Um dos principais motivos desse filme ser tão bem sucedido em sua proposta é a performance espetacular de Mulligan, que é com certeza um dos trabalhos mais primorosos de sua carreira, desde Vida Selvagem (2018). Cassie é uma personagem quebrada emocionalmente e isso é perceptível em sua postura, dicção e desinteresse pelo o que ocorre ao seu redor com sua vida, mas também terrivelmente assustadora e dúbia em seus atos, onde não há como prever se ela de fato realizou algo extremamente pesado ou apenas sugeriu o ato. A forma como Mulligan constrói uma Cassie cheia de camadas, dúvidas, potencialmente desequilibrada, sobretudo, muito próxima da realidade põe os sentimentos do espectador em cheque.

E se há uma coisa que o espectador é nesse filme, é manipulado. O filme desencadeia uma série de sentimentos genuínos sobre estupro. Diferente de outras obras do gênero que apela pelo sentimento de olho por olho, dente por dente, aqui somos entregue à raiva, ao descaso, ao sentimento de revolta e principalmente de frustração. Tudo isso dentro uma trama que entrega bons momentos de tensão e cômicos na medida certa. Talvez o único deslize nessa estrutura sejam os personagens de apoio que caem em diversos clichês do gênero, mas que em nenhum momento compromete a genialidade do roteiro.

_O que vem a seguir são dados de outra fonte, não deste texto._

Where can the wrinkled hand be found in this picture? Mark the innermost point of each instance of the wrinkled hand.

A direção de Emerald Fenell é outro acerto do filme, que consegue manter um ritmo tenso durante mais de 1 hora e meia intercalando momentos hilários, descontraídos, românticos, sem perder o foco narrativo. Bela Vingança desliza graciosamente sobre camadas de outros gêneros como a comédia romântica, mas nunca se entrega totalmente, o que realça ainda mais nossa desconfiança dentro da narrativa, que a qualquer momento pode destruir o castelo de cartas que o roteiro vem construindo pouco a pouco. Essa construção ainda potencializa todos os sentimentos que vem pela frente, pois nada mais devastador do que a previsão da tempestade.

E chegando ao quesito visual, Bela Vingança entrega estética muito bem requintada. A fotografia do filme faz questão de utilizar uma paleta de cores pastel durante os momentos da “vida normal” de Cassie ressaltando a feminilidade e a inocência que a personagem transmite e vira do avesso quando ela revela seus segredos, com cores neon e escuras ao encontrar a perigosa versão de Cassie. Fora esse detalhe que salta aos olhos, outro ponto bastante positivo é o uso de enquadramentos milimetricamente centralizados em momentos que precisamos focar com bastante intensidade em Cassie e suas reações, sejam elas falsas ou não, o que por muitos momentos traz muito desconforto para quem está assistindo.

No geral, Bela Vingança ganha por diversos pontos em que o fator surpresa é utilizado com muita inteligência pela direção cuidadosa em todos os seus aspectos. Seja na fotografia, atuação, direção e roteiro, a trama é um tapa na cara sobre questões muito sérias a cerca da condição que mulheres vivem sob um terror que nenhum homem irá conseguir entender e talvez aí esteja a grande aflição de Bela Vingança: não ser submetido a tortura física, mas o horror psicológico de estar sempre a espreita da possibilidade da violência sexual.